For the past two weeks I haven’t even opened the document where the first draft of my novel is, waiting to be finished or deleted. Our mornings haven’t lent themselves to my being anything but someone’s mother. I’ve nursed fevers and cleaned up broken glass. We’ve gone hiking early to take advantage of the uncommon amazing December weather. I’ve sat down at my computer only to have to stand up again to shout one of the following sentences, sometimes multiple times:
“You don’t have to repeat everything you hear on TV.”
“The dog is NOT a pillow!”
“Pull down your pants before you go to the bathroom!”
“Pull up your pants!”
“Get off the counter!”
“Get off the dog!”
“Frosting is not a snack!”
“No you can’t take the dog for a walk by yourself, you’re FOUR!”
“Get off your brother!”
“Put down the ice!”
“I’m serious, GET OFF YOUR BROTHER!”
“That’s a lizard, not a hat!”
“Go read a book!”
“Go watch TV!”
“Seriously guys, I just need an hour!”
(Insert stream of curse words said in my head. Hit repeat. Add prayers.)
At some point I got tired of saying “hold on one second” so I decided to stop sitting down at my computer in between cleaning up the kids’ breakfast dishes and reading them their second story of the day. Writing first thing in the morning had been amazing. I’d realized with shocked awe that I was no longer a night writer, that my brain functioned better for stories in the early hours rather than the late ones. I liked the early morning glow on my face as I met with characters whose lives I was shaping. Writing for me is like meditation or prayer and beginning my day in that state made a huge difference in the hours that followed but sometimes life can’t be helped so I stopped trying to fight against my life for the morning.

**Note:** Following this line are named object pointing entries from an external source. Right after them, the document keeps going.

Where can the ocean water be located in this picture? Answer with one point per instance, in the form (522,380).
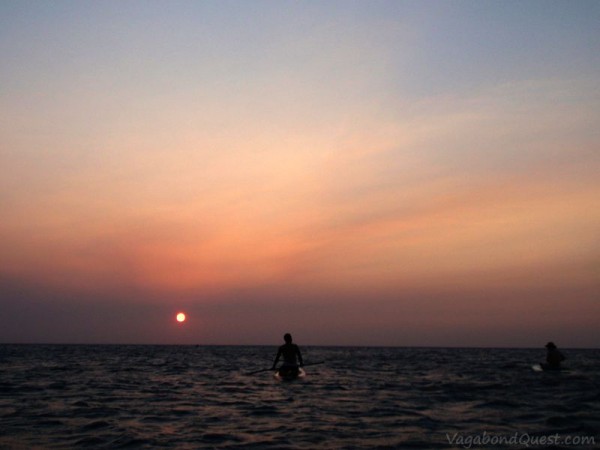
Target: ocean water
(194,397)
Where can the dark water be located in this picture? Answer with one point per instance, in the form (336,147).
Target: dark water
(201,397)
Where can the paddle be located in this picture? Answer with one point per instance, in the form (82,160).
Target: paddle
(269,369)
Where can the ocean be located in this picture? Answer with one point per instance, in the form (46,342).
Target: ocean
(196,397)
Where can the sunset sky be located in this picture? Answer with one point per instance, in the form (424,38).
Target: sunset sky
(411,173)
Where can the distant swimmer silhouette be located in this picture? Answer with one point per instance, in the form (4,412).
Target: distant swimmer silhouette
(553,357)
(292,358)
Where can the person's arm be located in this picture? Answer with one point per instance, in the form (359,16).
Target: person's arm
(276,359)
(299,356)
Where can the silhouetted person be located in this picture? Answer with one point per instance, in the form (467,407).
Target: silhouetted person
(553,356)
(292,358)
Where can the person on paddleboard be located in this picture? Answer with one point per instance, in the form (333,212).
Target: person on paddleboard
(292,358)
(553,356)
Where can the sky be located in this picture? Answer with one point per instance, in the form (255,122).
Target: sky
(398,173)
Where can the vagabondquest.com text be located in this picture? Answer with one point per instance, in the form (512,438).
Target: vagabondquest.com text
(521,439)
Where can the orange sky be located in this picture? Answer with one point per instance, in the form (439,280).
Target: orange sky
(372,182)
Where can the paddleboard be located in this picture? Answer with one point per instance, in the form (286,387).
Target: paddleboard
(301,374)
(546,368)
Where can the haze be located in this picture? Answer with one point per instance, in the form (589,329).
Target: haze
(356,173)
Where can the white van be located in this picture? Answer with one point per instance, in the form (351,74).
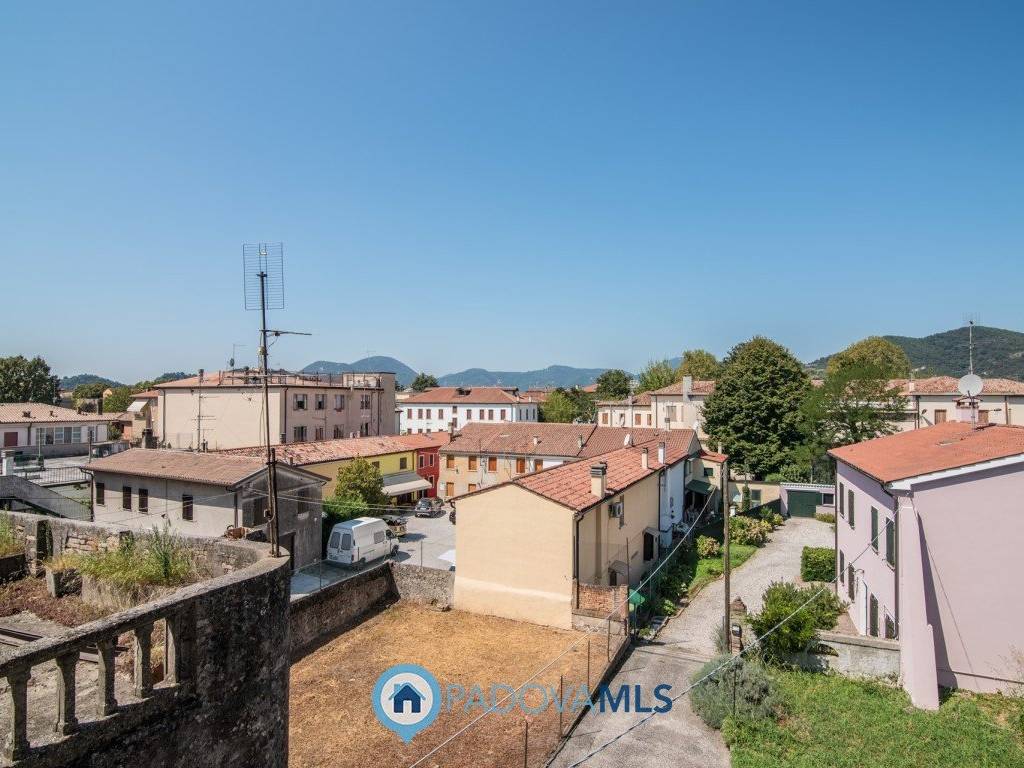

It meant that I didn’t write for awhile. I can’t do anything but sleep at the end of the day and it is hard not to mourn the only time of day that was really mine but then I thought about my kids and the advice their pediatrician gave me when they were babies. She said, “some of the phases they go through in the next 18-25 years are going to be really hard and just when you figure one out and get comfortable with it they’re going to change. Try not to stress out about not knowing what you’re doing and just do the best you can every day. Everyone feels like they’re in the dark trying to find the light switch.”
It was excellent parenting advice and good writing advice too. I don’t know what I would do without writing, but I’ve never been completely sure of myself while I’m doing it. It’s always felt like this giant living and breathing being that’s coercing me into dancing with it. It’s always changing, my confidence doing it and what I write, and being good or completely shitty, it’s feels alive, and almost no living being is comfortable in one place forever. As my children grow, my writing grows and it’s so easy to get overwhelmed with both, to think that if I don’t have all the answers I’m a crap mom or a crap writer, but focusing on that is missing the point.
Routines are good but ever-changing and falling apart when they do hasn’t helped anyone ever, so with writing, as with children, when I have an inclination to fight against the struggle it’s probably more productive to put on music in the kitchen and dance around while I make banana bread and tell myself that I’m doing the best I can. Writing and being a Mom isn’t easy, it’s really hard, but I know that I can do it because I’ve done it before and maybe tomorrow I’ll do it better than I ever have before.